Il y a comme un petit air de campagne présidentielle. Au Salon de l’agriculture, Dominique Chargé, président de la Coopération agricole a dévoilé, le 26 février, 50 mesures qui doivent soulager les exploitants et les coopératives agricoles. Des propositions qui font écho à la fronde qui secoue le pays depuis mi-janvier et résumées en un slogan : «moins de complexité, plus de compétitivité», par le syndicat qui représente 2100 coopératives au niveau français.
Au constat sur le «carcan administratif» et les «problèmes de compétitivité» qui pèsent sur les filières, s'impose pour la Coopération agricole celui plus général «d’un déclassement de la production française» qui se traduit «par des importations qui augmentent». Une situation que nous avions nuancée dans le passé, soulignant plutôt la dépendance générale des filières françaises aux marchés mondiaux (aussi bien dans le sens des importations que des exportations).
Dominique Chargé fustige une montée en gamme exacerbée depuis 2017. Les mesures de la Coopération agricole visent à retrouver l’«adéquation entre la production agricole et les marchés auxquels nous destinons nos productions.» Exit donc l’idée d’un prix plancher défendue par le président Emmanuel Macron lors de sa visite au salon le 24 février.
Le coût du travail et la grande distribution ciblés
«Je ne suis pas sûr que la pensée du président soit celle d’une économie administrée : avec un prix-plancher nous ne serions plus alignés sur ce qui se fait autour de nous, indique Dominique Chargé. Le risque est de ne plus exporter sur des filières où une partie importante de la production l'est et de voir de la production étrangère importée pour couvrir tous les champs où les consommateurs veulent de l’accessibilité prix.» Fort de cet avertissement, le dirigeant de la Coopération agricole pointe en filigrane la nécessité d’une meilleure application des lois Egalim.

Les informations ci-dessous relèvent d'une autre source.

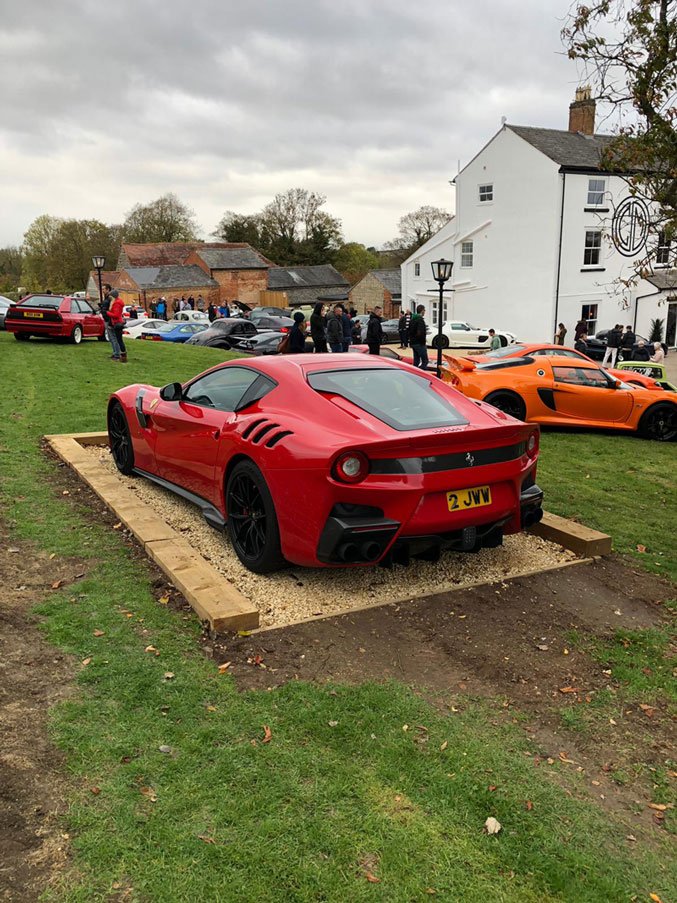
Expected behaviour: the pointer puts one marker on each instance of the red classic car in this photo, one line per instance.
(56, 317)
(325, 462)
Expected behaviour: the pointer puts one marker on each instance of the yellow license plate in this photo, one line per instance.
(463, 499)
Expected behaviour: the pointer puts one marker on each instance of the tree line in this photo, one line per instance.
(294, 229)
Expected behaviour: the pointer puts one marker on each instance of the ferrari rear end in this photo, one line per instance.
(427, 470)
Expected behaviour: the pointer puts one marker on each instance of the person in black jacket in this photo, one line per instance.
(297, 336)
(418, 335)
(375, 331)
(628, 340)
(317, 327)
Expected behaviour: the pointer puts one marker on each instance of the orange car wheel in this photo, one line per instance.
(508, 402)
(659, 422)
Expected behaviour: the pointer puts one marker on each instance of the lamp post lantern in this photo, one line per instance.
(441, 274)
(98, 263)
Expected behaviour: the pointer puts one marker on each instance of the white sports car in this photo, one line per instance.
(458, 334)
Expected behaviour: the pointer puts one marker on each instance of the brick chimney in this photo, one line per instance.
(582, 112)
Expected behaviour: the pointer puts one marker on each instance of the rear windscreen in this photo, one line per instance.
(402, 400)
(52, 301)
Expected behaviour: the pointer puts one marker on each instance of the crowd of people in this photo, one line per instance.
(621, 344)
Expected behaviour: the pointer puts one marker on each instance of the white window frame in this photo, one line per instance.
(592, 248)
(596, 193)
(433, 312)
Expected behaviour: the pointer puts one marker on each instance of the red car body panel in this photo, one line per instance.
(195, 447)
(55, 319)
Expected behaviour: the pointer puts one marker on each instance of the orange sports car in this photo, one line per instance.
(563, 391)
(535, 350)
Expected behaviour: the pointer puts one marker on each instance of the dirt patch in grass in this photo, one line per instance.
(33, 677)
(509, 641)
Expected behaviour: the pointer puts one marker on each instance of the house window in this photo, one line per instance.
(589, 314)
(595, 192)
(434, 312)
(663, 250)
(593, 245)
(466, 253)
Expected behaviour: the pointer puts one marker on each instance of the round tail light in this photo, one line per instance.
(351, 467)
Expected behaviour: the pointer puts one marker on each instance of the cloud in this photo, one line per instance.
(227, 103)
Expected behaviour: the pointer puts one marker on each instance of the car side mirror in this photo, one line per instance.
(171, 392)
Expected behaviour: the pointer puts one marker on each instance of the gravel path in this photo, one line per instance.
(298, 593)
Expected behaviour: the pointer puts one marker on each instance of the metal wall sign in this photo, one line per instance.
(630, 227)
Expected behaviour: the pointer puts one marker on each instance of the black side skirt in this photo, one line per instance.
(210, 513)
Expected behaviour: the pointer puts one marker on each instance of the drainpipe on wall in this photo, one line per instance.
(559, 253)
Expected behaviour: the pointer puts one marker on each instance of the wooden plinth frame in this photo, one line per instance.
(214, 598)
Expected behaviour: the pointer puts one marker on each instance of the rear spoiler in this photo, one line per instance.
(459, 363)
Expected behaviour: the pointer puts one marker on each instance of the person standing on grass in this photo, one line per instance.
(317, 327)
(375, 335)
(104, 308)
(418, 334)
(117, 321)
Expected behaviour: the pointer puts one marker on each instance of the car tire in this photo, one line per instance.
(508, 402)
(659, 422)
(251, 519)
(120, 439)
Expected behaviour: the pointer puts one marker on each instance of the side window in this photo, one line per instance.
(221, 389)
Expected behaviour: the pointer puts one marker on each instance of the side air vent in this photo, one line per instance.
(259, 434)
(252, 426)
(275, 438)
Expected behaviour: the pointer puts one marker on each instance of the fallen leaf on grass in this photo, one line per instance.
(492, 825)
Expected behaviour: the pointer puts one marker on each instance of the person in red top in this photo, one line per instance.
(117, 320)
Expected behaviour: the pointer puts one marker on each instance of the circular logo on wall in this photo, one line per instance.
(630, 227)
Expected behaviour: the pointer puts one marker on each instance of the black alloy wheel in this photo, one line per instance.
(659, 422)
(509, 403)
(252, 522)
(120, 439)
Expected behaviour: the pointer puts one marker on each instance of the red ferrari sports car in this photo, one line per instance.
(56, 317)
(318, 461)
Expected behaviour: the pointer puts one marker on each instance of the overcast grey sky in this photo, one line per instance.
(225, 103)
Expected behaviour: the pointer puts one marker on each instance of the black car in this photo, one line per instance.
(597, 345)
(224, 333)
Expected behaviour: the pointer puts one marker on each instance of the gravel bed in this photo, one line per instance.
(298, 593)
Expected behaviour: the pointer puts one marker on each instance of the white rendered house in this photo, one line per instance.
(532, 240)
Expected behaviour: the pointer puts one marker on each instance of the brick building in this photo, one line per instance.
(379, 288)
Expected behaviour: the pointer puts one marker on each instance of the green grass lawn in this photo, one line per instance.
(342, 804)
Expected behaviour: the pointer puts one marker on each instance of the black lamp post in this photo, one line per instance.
(441, 274)
(98, 263)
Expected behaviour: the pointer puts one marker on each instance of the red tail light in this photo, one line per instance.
(532, 444)
(350, 467)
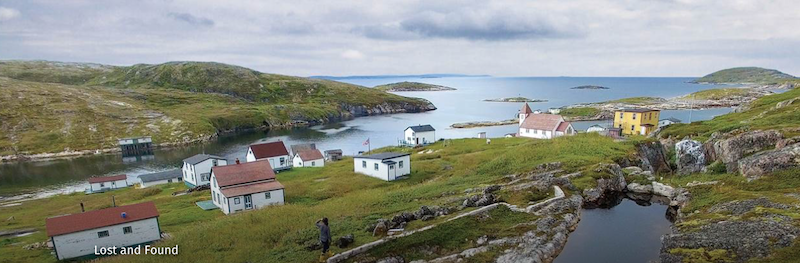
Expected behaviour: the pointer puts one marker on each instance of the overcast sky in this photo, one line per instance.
(501, 38)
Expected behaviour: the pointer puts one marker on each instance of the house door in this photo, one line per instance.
(248, 202)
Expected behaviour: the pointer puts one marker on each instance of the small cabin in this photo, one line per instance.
(245, 186)
(385, 166)
(107, 183)
(274, 152)
(333, 155)
(165, 177)
(420, 135)
(308, 158)
(79, 235)
(196, 170)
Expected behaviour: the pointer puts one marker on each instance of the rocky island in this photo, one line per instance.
(515, 99)
(590, 87)
(411, 86)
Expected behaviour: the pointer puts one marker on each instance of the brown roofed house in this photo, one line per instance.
(245, 186)
(274, 152)
(76, 235)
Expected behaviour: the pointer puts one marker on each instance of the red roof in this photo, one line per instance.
(243, 173)
(251, 188)
(99, 218)
(308, 155)
(525, 109)
(545, 122)
(563, 126)
(104, 179)
(270, 149)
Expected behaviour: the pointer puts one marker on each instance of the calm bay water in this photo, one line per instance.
(464, 104)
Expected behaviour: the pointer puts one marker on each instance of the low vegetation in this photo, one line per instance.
(350, 200)
(54, 106)
(776, 111)
(746, 75)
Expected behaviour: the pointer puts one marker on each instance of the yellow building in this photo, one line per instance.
(636, 121)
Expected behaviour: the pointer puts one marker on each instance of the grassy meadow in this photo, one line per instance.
(351, 201)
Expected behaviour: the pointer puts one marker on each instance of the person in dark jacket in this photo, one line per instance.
(324, 234)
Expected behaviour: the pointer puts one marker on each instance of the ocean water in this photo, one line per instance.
(464, 104)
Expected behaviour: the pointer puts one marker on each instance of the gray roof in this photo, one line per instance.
(421, 128)
(200, 157)
(169, 174)
(383, 156)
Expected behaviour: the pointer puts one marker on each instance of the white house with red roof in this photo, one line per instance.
(245, 186)
(542, 126)
(76, 235)
(274, 152)
(308, 158)
(106, 183)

Parmi les 50 propositions, se dessine celle d’une réduction du coût du travail, sujet déjà remonté par plusieurs rapports sur la compétitivité de l’agroalimentaire hexagonal. «La France a un coût horaire du travail de 39 euros contre 22 euros en Espagne. Il va falloir se pencher sur le sujet», estime Dominique Chargé. Le syndicaliste appelle à «imaginer des solutions qui déplaceraient le coût supporté par le travail vers d’autres types de ressources.»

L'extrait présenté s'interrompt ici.